Thanks for the feedback, Shai.
So I guess you're suggesting breaking this out into a general utility
class e.g. something like:
class TimeLimitedThreadActivity
{
//called by client
public static void startTimeLimitedActivity(long
maxTimePermitted).
public static void endTimeLimitedActivity()
//called by resources (reader/writers) that need to be shared
fairly by threads
public static void checkActivityNotElapsed(); //throws some
form of runtime exception
}
A downside of breaking it out into static methods like this is that a
thread cannot run >1 time-limited activity simultaneously but I guess
that might be a reasonable restriction.
>>Aside, how about using a PQ for the threads' times, or a TreeMap.
That will save looping over the collection to find the next candidate.

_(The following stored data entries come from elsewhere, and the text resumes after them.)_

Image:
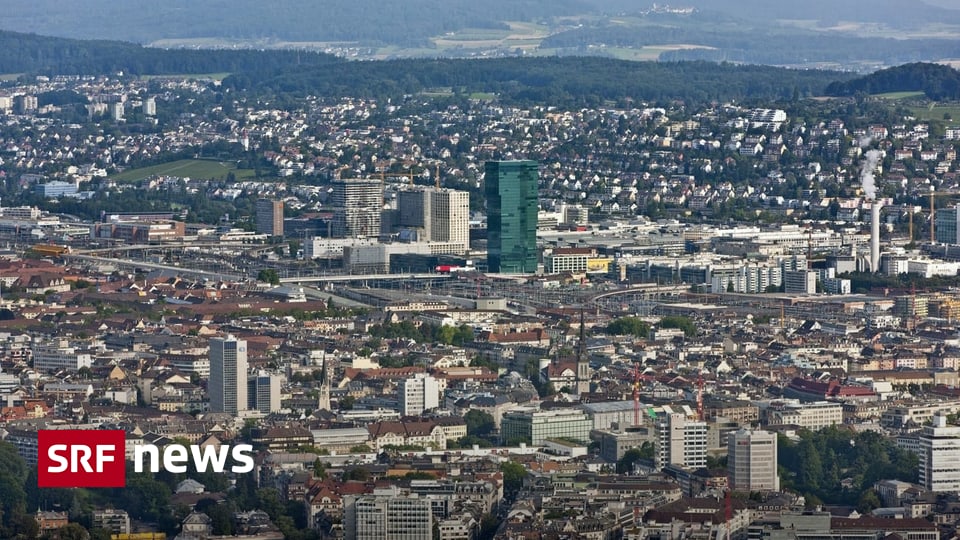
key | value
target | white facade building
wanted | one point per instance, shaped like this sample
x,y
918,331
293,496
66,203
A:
x,y
752,460
940,456
228,375
680,441
417,394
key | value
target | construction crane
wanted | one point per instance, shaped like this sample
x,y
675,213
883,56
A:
x,y
700,397
933,195
636,393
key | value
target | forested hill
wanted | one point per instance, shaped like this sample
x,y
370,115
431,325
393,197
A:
x,y
563,80
554,80
406,22
33,54
937,81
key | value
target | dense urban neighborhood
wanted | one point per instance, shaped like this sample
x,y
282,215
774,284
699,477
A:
x,y
443,316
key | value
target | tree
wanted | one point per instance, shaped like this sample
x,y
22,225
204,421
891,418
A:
x,y
513,476
479,423
357,473
72,531
630,457
269,275
13,478
679,322
628,326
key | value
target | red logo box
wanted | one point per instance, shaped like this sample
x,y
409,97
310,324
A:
x,y
81,458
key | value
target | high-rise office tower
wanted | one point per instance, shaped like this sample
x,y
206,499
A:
x,y
940,456
752,460
357,204
270,217
417,394
680,441
387,513
228,375
439,215
450,217
150,107
263,392
511,190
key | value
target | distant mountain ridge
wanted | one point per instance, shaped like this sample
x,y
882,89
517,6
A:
x,y
402,22
407,22
936,81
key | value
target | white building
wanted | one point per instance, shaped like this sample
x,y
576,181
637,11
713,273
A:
x,y
228,375
59,355
680,441
812,416
940,456
263,392
800,282
150,107
417,394
387,514
752,460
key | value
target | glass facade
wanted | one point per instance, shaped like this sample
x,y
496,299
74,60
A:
x,y
511,190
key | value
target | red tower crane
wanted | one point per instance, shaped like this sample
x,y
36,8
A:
x,y
700,397
636,394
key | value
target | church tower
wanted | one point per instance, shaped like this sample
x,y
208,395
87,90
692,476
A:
x,y
323,402
583,360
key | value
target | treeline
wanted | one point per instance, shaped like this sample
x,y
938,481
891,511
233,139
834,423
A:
x,y
407,23
936,81
839,466
41,55
761,46
567,81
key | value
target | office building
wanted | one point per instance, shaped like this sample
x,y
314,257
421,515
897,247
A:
x,y
114,521
940,456
59,355
357,204
55,189
511,190
680,441
228,375
150,107
450,217
25,104
437,215
387,513
535,427
116,111
812,416
800,282
263,392
417,394
946,222
270,217
752,460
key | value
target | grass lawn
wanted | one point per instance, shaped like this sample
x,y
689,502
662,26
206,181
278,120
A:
x,y
196,76
898,95
185,168
937,112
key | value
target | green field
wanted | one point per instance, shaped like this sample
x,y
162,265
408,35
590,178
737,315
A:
x,y
194,76
950,114
185,168
898,95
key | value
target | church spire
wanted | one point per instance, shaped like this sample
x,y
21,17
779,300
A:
x,y
583,359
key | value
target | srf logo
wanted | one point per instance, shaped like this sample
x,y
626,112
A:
x,y
81,458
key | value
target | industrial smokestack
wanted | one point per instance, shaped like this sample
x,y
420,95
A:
x,y
875,236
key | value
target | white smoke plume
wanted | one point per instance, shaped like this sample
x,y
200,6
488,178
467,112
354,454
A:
x,y
866,174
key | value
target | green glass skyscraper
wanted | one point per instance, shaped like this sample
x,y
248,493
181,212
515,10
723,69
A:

Just an implementation detail though.
Yep, that was one of the rough edges - I just wanted to get raw
timings first for the all the "is timed out?" checks we're injecting
into reader calls.
Cheers
Mark
On 27 Jun 2009, at 11:37, Shai Erera wrote:
I like the overall approach. However it's very local to an
IndexReader. I.e., if someone wanted to limit other operations (say
indexing), or does not use an IndexReader (for a Scorer impl maybe),
one cannot reuse it.
What if we factor out the timeout logic to a Timeout class (I think
it can be a static class, with the way you implemented it) and use
it in TimeLimitingIndexReader? That class can offer a method check()
which will do the internal logic (the 'if' check and throw
exception). It will be similar to the current ensureOpen() followed
by an operation.
It might be considered more expensive since it won't check a
boolean, but instead call a check() method, but it will be more
reusable. Also, ensureOpen today is also a method call, so I don't
think Timeout.check() is that bad. We can even later create a
TimeLimitingIndexWriter and document Timeout class for other usage
by external code.
Aside, how about using a PQ for the threads' times, or a TreeMap.
That will save looping over the collection to find the next
candidate. Just an implementation detail though.
Shai
On Sat, Jun 27, 2009 at 3:31 AM, Mark Harwood
<markharw...@yahoo.co.uk> wrote:
Going back to my post re TimeLimitedIndexReaders - here's an
incomplete but functional prototype:
http://www.inperspective.com/lucene/TimeLimitedIndexReader.java
http://www.inperspective.com/lucene/TestTimeLimitedIndexReader.java
The principle is that all reader accesses check a volatile variable
indicating something may have timed out (no need to check thread
locals etc.) If and only if a time out has been noted threadlocals
are checked to see which thread should throw a timeout exception.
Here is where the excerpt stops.